Par Josef Bossart / Traduction Jacques Schouwey/ Apic

Bâle, 13 avril 2007 (Apic) L’Eglise catholique en Suisse ferait bien de suivre avec attention ce qui se passe actuellement à Bâle. Sur fond de sorties d’Eglise massives, l’Eglise catholique romaine de Bâle-Ville (RKK) cherche dans la douleur de nouvelles voies. L’agence de presse Apic en a parlé avec le théologien Xaver Pfister (60 ans), responsable de l’information de la RKK.

«Fermé pour cause de transformation», tel est le panneau placé devant le grand chantier, dissimulé par des pans de tissu. Le jour du dévoilement est pourtant dégrisant: n’apparaît alors qu’une simple petite cabane en bois. C’est cette vision d’effroi personnel à laquelle songe Xaver Pfister, lorsqu’il pense au concept de «Vision 2015» de l’Eglise catholique romaine à Bâle. Dans ce document, l’Eglise de la ville rhénane tire les conséquences de la diminution galopante de ses membres.

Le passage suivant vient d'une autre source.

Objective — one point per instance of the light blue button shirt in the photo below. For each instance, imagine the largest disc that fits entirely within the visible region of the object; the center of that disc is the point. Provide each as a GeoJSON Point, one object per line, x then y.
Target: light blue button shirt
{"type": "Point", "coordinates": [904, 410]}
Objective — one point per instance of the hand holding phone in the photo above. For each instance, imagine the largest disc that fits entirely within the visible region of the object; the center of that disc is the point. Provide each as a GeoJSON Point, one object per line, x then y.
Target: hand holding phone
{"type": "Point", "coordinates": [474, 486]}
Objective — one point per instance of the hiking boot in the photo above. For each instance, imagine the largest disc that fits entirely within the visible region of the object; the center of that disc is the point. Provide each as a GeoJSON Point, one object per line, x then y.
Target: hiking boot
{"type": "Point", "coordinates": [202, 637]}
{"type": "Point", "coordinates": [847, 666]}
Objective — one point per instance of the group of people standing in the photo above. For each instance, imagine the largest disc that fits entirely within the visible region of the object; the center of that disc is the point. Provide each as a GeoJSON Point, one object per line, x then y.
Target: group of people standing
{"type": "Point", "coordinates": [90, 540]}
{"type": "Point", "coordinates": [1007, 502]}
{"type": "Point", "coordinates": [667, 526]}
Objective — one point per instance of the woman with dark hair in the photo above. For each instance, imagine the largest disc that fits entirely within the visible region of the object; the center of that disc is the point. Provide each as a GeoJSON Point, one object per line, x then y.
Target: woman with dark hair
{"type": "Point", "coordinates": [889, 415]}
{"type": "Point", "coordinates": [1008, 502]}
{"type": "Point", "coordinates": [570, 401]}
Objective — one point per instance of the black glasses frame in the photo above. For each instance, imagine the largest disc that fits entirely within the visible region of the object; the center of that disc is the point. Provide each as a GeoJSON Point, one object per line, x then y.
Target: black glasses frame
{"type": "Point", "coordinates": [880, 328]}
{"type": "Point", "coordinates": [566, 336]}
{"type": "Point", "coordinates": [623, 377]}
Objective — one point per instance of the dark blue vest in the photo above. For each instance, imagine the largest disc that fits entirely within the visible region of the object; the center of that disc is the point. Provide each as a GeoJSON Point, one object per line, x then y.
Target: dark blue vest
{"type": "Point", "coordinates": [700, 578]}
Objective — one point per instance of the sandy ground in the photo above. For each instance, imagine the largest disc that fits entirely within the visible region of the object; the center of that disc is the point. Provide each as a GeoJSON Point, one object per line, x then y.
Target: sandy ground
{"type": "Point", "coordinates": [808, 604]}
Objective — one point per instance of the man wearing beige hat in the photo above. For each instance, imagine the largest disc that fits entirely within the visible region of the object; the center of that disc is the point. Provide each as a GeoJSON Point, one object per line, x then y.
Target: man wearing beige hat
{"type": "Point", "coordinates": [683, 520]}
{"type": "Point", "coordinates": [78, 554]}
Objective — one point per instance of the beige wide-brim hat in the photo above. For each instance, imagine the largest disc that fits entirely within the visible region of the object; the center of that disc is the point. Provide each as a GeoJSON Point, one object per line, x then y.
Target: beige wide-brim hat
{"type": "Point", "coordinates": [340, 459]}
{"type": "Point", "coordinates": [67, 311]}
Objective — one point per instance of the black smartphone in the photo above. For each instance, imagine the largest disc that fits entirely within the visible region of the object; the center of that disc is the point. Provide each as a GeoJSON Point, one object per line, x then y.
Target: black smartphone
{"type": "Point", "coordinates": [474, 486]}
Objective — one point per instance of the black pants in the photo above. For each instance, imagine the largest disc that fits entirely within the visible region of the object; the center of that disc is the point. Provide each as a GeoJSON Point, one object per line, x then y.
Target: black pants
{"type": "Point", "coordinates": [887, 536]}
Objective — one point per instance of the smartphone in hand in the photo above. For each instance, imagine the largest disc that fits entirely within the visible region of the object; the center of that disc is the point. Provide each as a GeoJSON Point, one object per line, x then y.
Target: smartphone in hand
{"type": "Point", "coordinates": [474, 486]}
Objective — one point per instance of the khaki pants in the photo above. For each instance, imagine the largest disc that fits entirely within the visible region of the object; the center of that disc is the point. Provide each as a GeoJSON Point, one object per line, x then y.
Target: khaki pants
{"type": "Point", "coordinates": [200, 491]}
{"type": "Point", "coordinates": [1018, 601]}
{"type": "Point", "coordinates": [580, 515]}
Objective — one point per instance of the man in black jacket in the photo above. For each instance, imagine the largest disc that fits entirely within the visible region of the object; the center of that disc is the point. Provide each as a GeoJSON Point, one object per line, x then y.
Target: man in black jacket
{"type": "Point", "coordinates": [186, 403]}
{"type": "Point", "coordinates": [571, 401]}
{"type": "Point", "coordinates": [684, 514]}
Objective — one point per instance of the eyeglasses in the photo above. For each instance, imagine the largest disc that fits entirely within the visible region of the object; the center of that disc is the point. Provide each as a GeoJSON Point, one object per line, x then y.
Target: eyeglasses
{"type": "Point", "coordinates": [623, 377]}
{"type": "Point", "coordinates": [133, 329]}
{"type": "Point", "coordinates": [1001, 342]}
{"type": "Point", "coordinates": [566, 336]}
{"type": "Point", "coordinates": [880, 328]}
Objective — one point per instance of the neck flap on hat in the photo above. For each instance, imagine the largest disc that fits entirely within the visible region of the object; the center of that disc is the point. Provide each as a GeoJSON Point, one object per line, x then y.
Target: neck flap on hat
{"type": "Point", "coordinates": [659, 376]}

Le parlement de l’Eglise catholique romaine de Bâle-Ville a voté, le 27 mars dernier, le concept cadre qui définit les conditions de la planification financière de l’Eglise jusqu’en 2015. Selon ce plan, les dépenses doivent baisser de 30%. Chaque secteur devra participer à cette mesure d’économie: les paroisses de langue allemande, les paroisses d’autres langues et les missions linguistiques, les services de l’Eglise cantonale (enseignement religieux, aumôneries d’hôpitaux, etc.) et les services centraux (administration, information).

En 1975, Il y avait 90’000 croyants catholiques à Bâle-Ville. Aujourd’hui, ils ne sont plus que 31’000. La diminution incombe pour une part importante aux sorties d’Eglise. Dans les années 80, ce sont en moyenne et par année 5% des membres qui ont quitté l’Eglise. La tendance fléchit légèrement. L’année passée, on a compté «seulement» 1,5% de sorties. Une étude de l’Office de la statistique du canton de Bâle-Ville arrive cependant à la conclusion qu’en fonction du développement démographique, l’Eglise catholique romaine de Bâle ne comptera en 2020 plus que 20’000 membres.

Vision? Un «trompe-l’oeil»

Pour l’Eglise bâloise, la constante baisse des membres signifie qu’il faut faire des économies. «Dans les 8 années à venir, on disposera de 50% de moyens financiers en moins qu’avant la première vague d’économies, dit Xaver Pfister. Cela a des conséquences massives sur l’actuelle transformation de l’Eglise. Ce ne sont pas des considérations spirituelles ni des analyses sociologiques qui ont fait pencher la balance en faveur de l’élaboration de «Vision 2015″, mais la pression financière.»

Vu sous cet angle, le discours sur une «vision» est un «trompe-l’oeil», selon X. Pfister. On fera simplement désormais des économies de 30% de manière linéaire dans les quatre secteurs (paroisses, services cantonaux, enseignement religieux, administration). «Personne ne perçoit cela comme une «vision d’avenir». Mais d’un point de vue réaliste, il n’est pas possible de faire autrement», commente notre interlocuteur. La direction du décanat (l’organe directeur de la pastorale à Bâle-Ville) pense tout de même pouvoir mettre des accents à l’intérieur des quatre secteurs concernés. Dans la concrétisation du plan de développement pastoral du diocèse de Bâle (PEP), la «Vision 2015» voit la création d’unités pastorales et ainsi une collaboration plus étroite des paroisses.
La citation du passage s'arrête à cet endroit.